Tracfin : des outils innovants pour contrer le crime organisé
Face à la sophistication croissante des réseaux criminels, Tracfin a adopté des outils technologiques avancés pour renforcer ses capacités d’analyse et d’intervention. Selon Amélie de Montchalin, ministre des Comptes publics, ces innovations ont permis, en seulement 18 mois, de saisir 50 millions d’euros liés à des activités criminelles. Cette efficacité accrue repose sur une industrialisation des processus, inspirée par l’évolution même des pratiques des réseaux de crime organisé.
Les nouvelles stratégies de Tracfin incluent une collaboration renforcée avec d’autres entités, ainsi qu’une amélioration de la réactivité opérationnelle. Par exemple, la création de sociétés-écrans, souvent utilisées pour détourner des aides publiques, est désormais détectée plus rapidement grâce à une surveillance automatisée. Cette approche proactive permet de réduire les délais entre la détection d’une fraude, son signalement aux autorités judiciaires, et l’autorisation de saisie des actifs frauduleux.
Ces avancées témoignent d’un effort collectif pour adapter les outils de lutte contre le crime organisé aux nouvelles réalités économiques et technologiques. Tracfin continue d’innover pour faire face à des menaces qui évoluent rapidement, et ces efforts contribuent directement à la sécurité financière du pays.
Fraude en France : un fléau colossal et des ambitions gouvernementales
La fraude reste un fléau majeur en France, avec des pertes estimées à 20 milliards d’euros en 2024, contre 17,5 milliards l’année précédente. Ces chiffres impressionnants soulignent la nécessité d’une action concertée pour contrer ce phénomène, qui touche aussi bien les particuliers que les entreprises et l’État.

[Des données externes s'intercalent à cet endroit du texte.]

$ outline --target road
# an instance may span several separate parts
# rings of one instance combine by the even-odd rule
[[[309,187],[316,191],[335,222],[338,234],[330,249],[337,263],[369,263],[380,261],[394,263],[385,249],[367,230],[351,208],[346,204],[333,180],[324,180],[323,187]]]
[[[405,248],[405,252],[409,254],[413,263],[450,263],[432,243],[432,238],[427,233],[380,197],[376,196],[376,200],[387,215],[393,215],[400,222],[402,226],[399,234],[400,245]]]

Le gouvernement a fixé un objectif ambitieux : 40 milliards d’euros de fraudes détectées d’ici 2029. Cet engagement s’appuie sur des mesures déjà mises en œuvre, telles que le renforcement des contrôles, l’amélioration des outils technologiques, et une meilleure coordination entre les acteurs publics et privés. La ministre des Comptes publics a notamment insisté sur l’importance d’une chaîne de traitement extrêmement réactive, allant du signalement initial par les institutions financières jusqu’à la saisie des actifs illicites.
Au-delà des chiffres, la lutte contre la fraude est également une question de justice sociale et de protection des ressources publiques. Chaque euro détourné prive les services publics de moyens essentiels, et le renforcement des efforts anti-fraude constitue une priorité stratégique pour le pays.

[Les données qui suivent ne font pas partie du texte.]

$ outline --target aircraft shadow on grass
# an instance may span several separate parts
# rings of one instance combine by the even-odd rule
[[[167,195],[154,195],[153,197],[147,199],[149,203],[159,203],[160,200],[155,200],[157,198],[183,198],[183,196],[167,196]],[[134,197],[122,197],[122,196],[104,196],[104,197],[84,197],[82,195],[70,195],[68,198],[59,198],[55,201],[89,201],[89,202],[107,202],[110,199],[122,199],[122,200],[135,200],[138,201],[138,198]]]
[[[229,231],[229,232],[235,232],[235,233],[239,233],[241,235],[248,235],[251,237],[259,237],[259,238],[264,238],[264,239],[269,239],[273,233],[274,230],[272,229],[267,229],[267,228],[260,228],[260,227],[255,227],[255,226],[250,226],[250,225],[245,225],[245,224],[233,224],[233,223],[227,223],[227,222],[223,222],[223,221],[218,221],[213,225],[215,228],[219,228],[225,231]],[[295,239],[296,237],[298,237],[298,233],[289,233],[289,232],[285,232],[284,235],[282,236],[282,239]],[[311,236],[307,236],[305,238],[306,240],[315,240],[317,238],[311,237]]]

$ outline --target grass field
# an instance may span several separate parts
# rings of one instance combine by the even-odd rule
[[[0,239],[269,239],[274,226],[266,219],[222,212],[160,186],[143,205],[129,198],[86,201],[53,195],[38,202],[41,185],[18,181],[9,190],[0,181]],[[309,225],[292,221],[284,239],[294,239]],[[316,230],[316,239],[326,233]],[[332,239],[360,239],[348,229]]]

Responsabilité élargie : un appel à l’action pour tous les professionnels
La lutte contre la fraude ne peut reposer uniquement sur les épaules de Tracfin ou des institutions financières. Elle nécessite une responsabilité élargie impliquant tous les professionnels soumis à l’obligation déclarative. Avec environ 200.000 individus répartis sur 50 professions, le défi est de garantir une mobilisation collective face aux activités suspectes.

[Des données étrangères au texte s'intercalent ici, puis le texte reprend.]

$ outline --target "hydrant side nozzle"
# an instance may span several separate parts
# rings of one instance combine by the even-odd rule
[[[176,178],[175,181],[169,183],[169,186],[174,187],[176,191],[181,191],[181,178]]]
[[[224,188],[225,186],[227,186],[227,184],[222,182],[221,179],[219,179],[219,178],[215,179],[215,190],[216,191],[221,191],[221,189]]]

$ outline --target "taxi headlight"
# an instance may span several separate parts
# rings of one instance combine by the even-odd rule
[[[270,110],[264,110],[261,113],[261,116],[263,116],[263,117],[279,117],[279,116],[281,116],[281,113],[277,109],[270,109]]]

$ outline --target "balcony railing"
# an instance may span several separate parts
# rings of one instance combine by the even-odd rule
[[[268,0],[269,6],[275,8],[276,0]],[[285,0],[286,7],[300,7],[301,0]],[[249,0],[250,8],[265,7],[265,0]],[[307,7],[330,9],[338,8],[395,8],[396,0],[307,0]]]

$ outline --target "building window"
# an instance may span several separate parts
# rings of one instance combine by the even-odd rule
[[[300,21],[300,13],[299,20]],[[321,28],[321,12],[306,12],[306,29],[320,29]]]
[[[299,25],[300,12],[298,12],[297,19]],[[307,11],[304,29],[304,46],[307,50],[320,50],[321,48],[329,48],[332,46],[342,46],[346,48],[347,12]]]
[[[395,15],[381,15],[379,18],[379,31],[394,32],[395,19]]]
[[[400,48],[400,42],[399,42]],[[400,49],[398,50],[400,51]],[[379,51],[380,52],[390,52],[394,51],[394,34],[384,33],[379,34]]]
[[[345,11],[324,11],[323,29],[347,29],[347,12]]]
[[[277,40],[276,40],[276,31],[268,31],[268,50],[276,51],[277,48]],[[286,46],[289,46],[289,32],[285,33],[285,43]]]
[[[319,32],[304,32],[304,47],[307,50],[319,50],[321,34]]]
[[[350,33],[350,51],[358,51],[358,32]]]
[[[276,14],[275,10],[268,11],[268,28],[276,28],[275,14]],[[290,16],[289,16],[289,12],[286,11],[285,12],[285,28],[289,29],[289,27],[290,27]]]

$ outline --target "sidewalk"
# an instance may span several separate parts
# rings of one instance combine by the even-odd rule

Cette responsabilité inclut non seulement la détection des opérations douteuses, mais aussi une proactivité accrue dans le signalement à Tracfin. Les avocats, les agents immobiliers, ou encore les acteurs des jeux en ligne doivent intensifier leurs efforts pour combler les lacunes observées en 2024. Une formation renforcée et des campagnes de sensibilisation pourraient jouer un rôle clé pour encourager ces professionnels à prendre part à la lutte contre les crimes économiques et financiers.
Enfin, le partenariat public-privé doit être renforcé pour maximiser l’efficacité des actions entreprises. En unissant leurs forces, les acteurs de tous les secteurs peuvent contribuer à protéger l’économie française contre les menaces croissantes, tout en affirmant leur rôle dans la défense de l’intérêt général.